After that we headed north back into Wisconsin’s Grant County, in the southwest corner of the state.  Here are all the things we did in Grant County:

  • Visited the Sinsinawa Mound and the mother house for the Sinsinawa Dominican Sisters, a teaching order (which oversees Edgewood College among other schools.) They have a beautiful church where we spent a few minutes of quiet. For the more commercially minded, they also have a lovely gift shop that includes sales of their famous home-made cinnamon rolls.
  • Stopped at the Dickeyville Grotto next to the Catholic Church. (We’ve seen this advertised while driving by on 151 and always wanted to stop.) This is a series of structures made 70-80 years ago, composed of shells, tiles, rocks, etc. It’s hard to describe without seeing it in person. It’s definitely a labor of love.
  • Had lunch in Potosi at the Potosi Brewing Company, established a century ago. Don’t miss a tour of the brewing museum.
  • Drove up the Mississippi to Cassville, a small town on the Mississippi. But in the 1840s, Cassville aspired to be the new capitol of Wisconsin. It lost out to the upstart community of Madison. But Wisconsin’s first governor, Nelson Dewey, was from Cassville and never quite let go of the dream that Cassville was going to be one of the star towns in Wisconsin. In Cassville is the state historical site of Stonefield, Governor Dewey’s home. Part of it has been turned into a small historical village, including an antique farm equipment display. We toured Governor Dewey’s home, which was built with views across the Mississippi.
  • Stopped at the Lancaster Agricultural Research Station, operated by CALS. It was late Saturday afternoon with nobody around, but we mainly stopped for the view. The photo that accompanies this blog is often on the front of the UW website…It’s taken at this location.
  • Visited Lancaster, the county seat of Grant County, which has a gorgeous courthouse.

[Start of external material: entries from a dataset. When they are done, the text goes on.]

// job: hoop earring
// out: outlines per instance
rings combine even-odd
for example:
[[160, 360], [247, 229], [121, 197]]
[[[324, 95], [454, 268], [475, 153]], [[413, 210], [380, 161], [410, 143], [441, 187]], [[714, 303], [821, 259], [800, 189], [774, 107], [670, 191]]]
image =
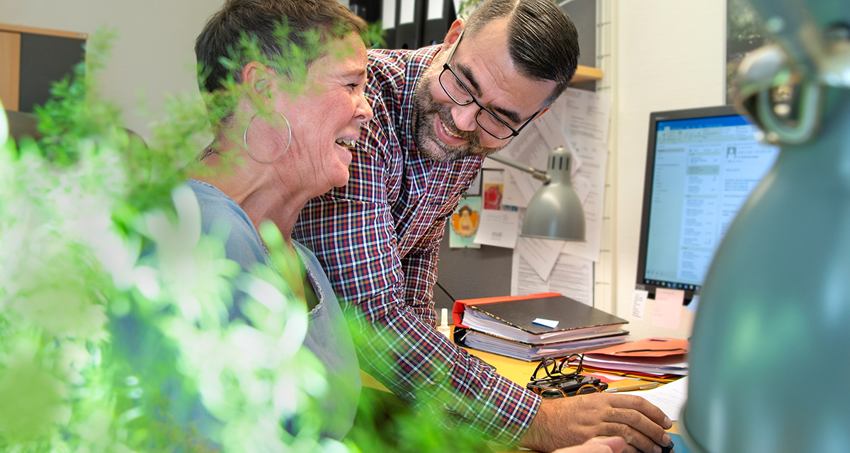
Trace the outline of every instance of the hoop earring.
[[275, 112], [280, 115], [280, 117], [283, 118], [283, 121], [286, 122], [286, 129], [289, 130], [289, 142], [286, 144], [286, 149], [284, 150], [282, 153], [280, 153], [280, 156], [278, 156], [277, 157], [272, 159], [271, 161], [260, 161], [259, 159], [254, 157], [254, 155], [251, 154], [251, 149], [248, 148], [248, 127], [251, 126], [251, 122], [254, 121], [254, 117], [257, 116], [257, 113], [253, 114], [253, 116], [251, 116], [251, 119], [248, 120], [248, 123], [245, 125], [245, 133], [242, 134], [242, 143], [245, 144], [245, 150], [248, 151], [248, 156], [250, 156], [252, 159], [260, 163], [272, 163], [274, 161], [276, 161], [280, 157], [283, 157], [283, 155], [286, 154], [286, 151], [289, 150], [289, 146], [292, 144], [292, 127], [289, 125], [289, 120], [287, 120], [286, 117], [284, 116], [282, 113], [279, 111]]

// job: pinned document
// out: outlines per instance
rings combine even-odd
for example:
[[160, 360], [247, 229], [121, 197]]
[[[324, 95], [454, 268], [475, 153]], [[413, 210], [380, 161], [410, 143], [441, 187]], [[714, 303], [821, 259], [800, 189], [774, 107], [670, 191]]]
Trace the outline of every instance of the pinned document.
[[682, 317], [682, 303], [685, 292], [682, 290], [655, 290], [655, 309], [652, 314], [652, 326], [678, 329]]
[[643, 310], [646, 309], [646, 298], [649, 296], [649, 291], [635, 290], [632, 296], [632, 317], [636, 320], [643, 319]]
[[476, 244], [513, 248], [517, 245], [518, 215], [512, 211], [481, 211], [481, 224], [475, 235]]
[[558, 327], [558, 323], [559, 321], [556, 321], [553, 320], [544, 320], [543, 318], [536, 318], [535, 320], [531, 322], [534, 324], [539, 324], [541, 326], [546, 326], [550, 329], [554, 329], [555, 327]]

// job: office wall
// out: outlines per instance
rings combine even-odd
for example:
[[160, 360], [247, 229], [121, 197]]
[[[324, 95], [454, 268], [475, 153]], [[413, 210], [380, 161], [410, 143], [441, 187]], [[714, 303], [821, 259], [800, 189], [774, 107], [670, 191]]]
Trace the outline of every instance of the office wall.
[[[650, 111], [724, 103], [726, 0], [612, 0], [615, 69], [614, 150], [615, 313], [631, 319], [640, 236], [643, 171]], [[687, 337], [693, 314], [678, 331], [632, 320], [640, 336]]]
[[101, 75], [104, 96], [117, 103], [127, 126], [149, 137], [139, 114], [144, 95], [153, 117], [168, 93], [197, 93], [195, 37], [224, 0], [0, 0], [0, 22], [82, 31], [114, 29], [112, 58]]

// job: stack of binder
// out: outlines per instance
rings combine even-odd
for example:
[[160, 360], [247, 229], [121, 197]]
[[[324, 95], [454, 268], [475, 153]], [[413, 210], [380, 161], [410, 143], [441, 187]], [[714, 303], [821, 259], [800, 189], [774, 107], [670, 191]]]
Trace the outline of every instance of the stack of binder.
[[688, 340], [646, 338], [587, 351], [582, 365], [592, 371], [670, 382], [688, 374]]
[[456, 343], [527, 361], [629, 339], [626, 320], [557, 292], [459, 300], [452, 311]]

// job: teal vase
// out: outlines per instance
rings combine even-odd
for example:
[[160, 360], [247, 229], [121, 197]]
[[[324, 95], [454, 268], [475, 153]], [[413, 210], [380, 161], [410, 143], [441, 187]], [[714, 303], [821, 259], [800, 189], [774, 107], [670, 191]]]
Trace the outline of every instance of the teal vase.
[[824, 88], [729, 227], [691, 337], [688, 447], [850, 451], [850, 90]]

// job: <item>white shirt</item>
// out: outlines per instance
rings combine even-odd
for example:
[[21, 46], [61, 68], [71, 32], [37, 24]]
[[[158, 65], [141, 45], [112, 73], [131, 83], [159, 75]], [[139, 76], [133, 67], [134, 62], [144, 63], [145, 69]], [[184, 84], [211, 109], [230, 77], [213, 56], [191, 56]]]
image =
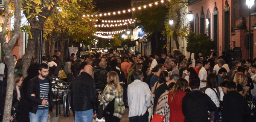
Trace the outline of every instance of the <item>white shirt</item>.
[[[256, 81], [256, 74], [254, 74], [252, 76], [252, 80], [253, 80], [253, 80]], [[256, 96], [256, 84], [254, 83], [254, 82], [253, 82], [253, 86], [254, 86], [254, 87], [253, 89], [251, 90], [251, 91], [253, 96]]]
[[151, 106], [151, 92], [148, 85], [140, 80], [128, 85], [129, 117], [144, 115]]
[[[224, 96], [224, 93], [221, 91], [221, 87], [218, 87], [218, 90], [220, 92], [220, 100], [219, 100], [218, 99], [218, 97], [217, 96], [217, 95], [216, 93], [212, 90], [211, 88], [207, 88], [205, 90], [205, 93], [207, 94], [212, 99], [212, 100], [214, 102], [217, 107], [220, 107], [220, 102], [219, 101], [223, 101], [223, 96]], [[216, 88], [213, 88], [215, 91], [217, 92], [217, 90]]]
[[205, 87], [206, 86], [206, 82], [202, 82], [201, 80], [202, 79], [205, 79], [206, 80], [206, 77], [207, 77], [207, 71], [204, 69], [204, 67], [203, 67], [201, 68], [201, 70], [199, 71], [199, 74], [198, 74], [198, 77], [200, 79], [200, 87], [203, 88]]
[[157, 66], [157, 61], [156, 59], [154, 59], [151, 63], [151, 65], [150, 65], [150, 71], [151, 71], [154, 67]]
[[[228, 73], [230, 71], [229, 68], [228, 67], [228, 65], [226, 64], [223, 65], [222, 67], [226, 69], [227, 73]], [[218, 65], [218, 64], [217, 64], [214, 66], [214, 67], [213, 67], [213, 71], [216, 71], [216, 74], [217, 74], [218, 72], [218, 70], [219, 70], [221, 68], [221, 67], [219, 67]]]

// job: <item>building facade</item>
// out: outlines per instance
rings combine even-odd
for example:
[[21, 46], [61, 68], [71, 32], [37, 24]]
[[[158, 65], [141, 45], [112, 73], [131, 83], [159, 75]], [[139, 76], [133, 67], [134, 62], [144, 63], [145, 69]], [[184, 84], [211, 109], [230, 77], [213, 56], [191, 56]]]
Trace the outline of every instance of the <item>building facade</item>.
[[249, 28], [250, 28], [250, 58], [256, 57], [255, 3], [251, 9], [251, 26], [249, 27], [249, 9], [245, 0], [190, 0], [188, 11], [193, 19], [190, 28], [196, 34], [206, 34], [215, 42], [213, 52], [218, 56], [222, 51], [241, 47], [242, 58], [249, 58]]

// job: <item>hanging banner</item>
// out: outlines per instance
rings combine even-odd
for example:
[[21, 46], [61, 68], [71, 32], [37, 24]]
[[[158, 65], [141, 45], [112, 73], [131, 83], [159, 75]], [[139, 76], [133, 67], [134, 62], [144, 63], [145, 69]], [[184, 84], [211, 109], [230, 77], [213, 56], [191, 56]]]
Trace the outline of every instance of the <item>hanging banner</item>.
[[70, 52], [70, 55], [71, 55], [71, 54], [75, 53], [75, 61], [76, 60], [76, 53], [78, 51], [77, 47], [69, 47], [68, 49]]

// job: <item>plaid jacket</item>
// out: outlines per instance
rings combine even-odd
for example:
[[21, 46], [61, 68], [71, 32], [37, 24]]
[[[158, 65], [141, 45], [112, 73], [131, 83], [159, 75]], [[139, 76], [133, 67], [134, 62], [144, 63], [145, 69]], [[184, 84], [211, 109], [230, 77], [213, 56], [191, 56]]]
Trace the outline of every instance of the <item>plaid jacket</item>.
[[108, 84], [105, 87], [102, 96], [100, 99], [100, 105], [103, 104], [104, 109], [105, 109], [108, 103], [112, 101], [114, 98], [115, 98], [114, 116], [122, 119], [125, 113], [125, 110], [123, 101], [123, 90], [122, 89], [121, 93], [119, 93], [117, 92], [113, 84]]

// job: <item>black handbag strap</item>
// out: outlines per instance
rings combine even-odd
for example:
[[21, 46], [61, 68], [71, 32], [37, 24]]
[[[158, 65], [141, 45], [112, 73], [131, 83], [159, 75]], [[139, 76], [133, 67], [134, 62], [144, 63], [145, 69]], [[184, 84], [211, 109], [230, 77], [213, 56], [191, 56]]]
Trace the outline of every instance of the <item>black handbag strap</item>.
[[214, 89], [213, 88], [209, 88], [211, 89], [212, 90], [213, 90], [214, 91], [214, 92], [215, 93], [216, 93], [216, 95], [217, 95], [217, 98], [218, 98], [218, 99], [219, 99], [219, 98], [218, 98], [218, 93], [217, 93], [217, 92], [216, 92], [216, 91], [215, 91], [215, 90], [214, 90]]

All of this in one day, and we didn’t even leave the county! I might note that we didn’t stop in the biggest city in Grant County, namely Platteville and the UW-Platteville campus. But we’d been there before.

The best part of the day was just driving through the countryside. While I know that some agricultural sectors of this state are struggling, the crops in Grant County are thriving. We saw beautiful rolling plains of contoured corn and soybean fields that stretched as far as you could see. It was a green and promising sight. And a wonderful way to spend a mini-vacation in Wisconsin.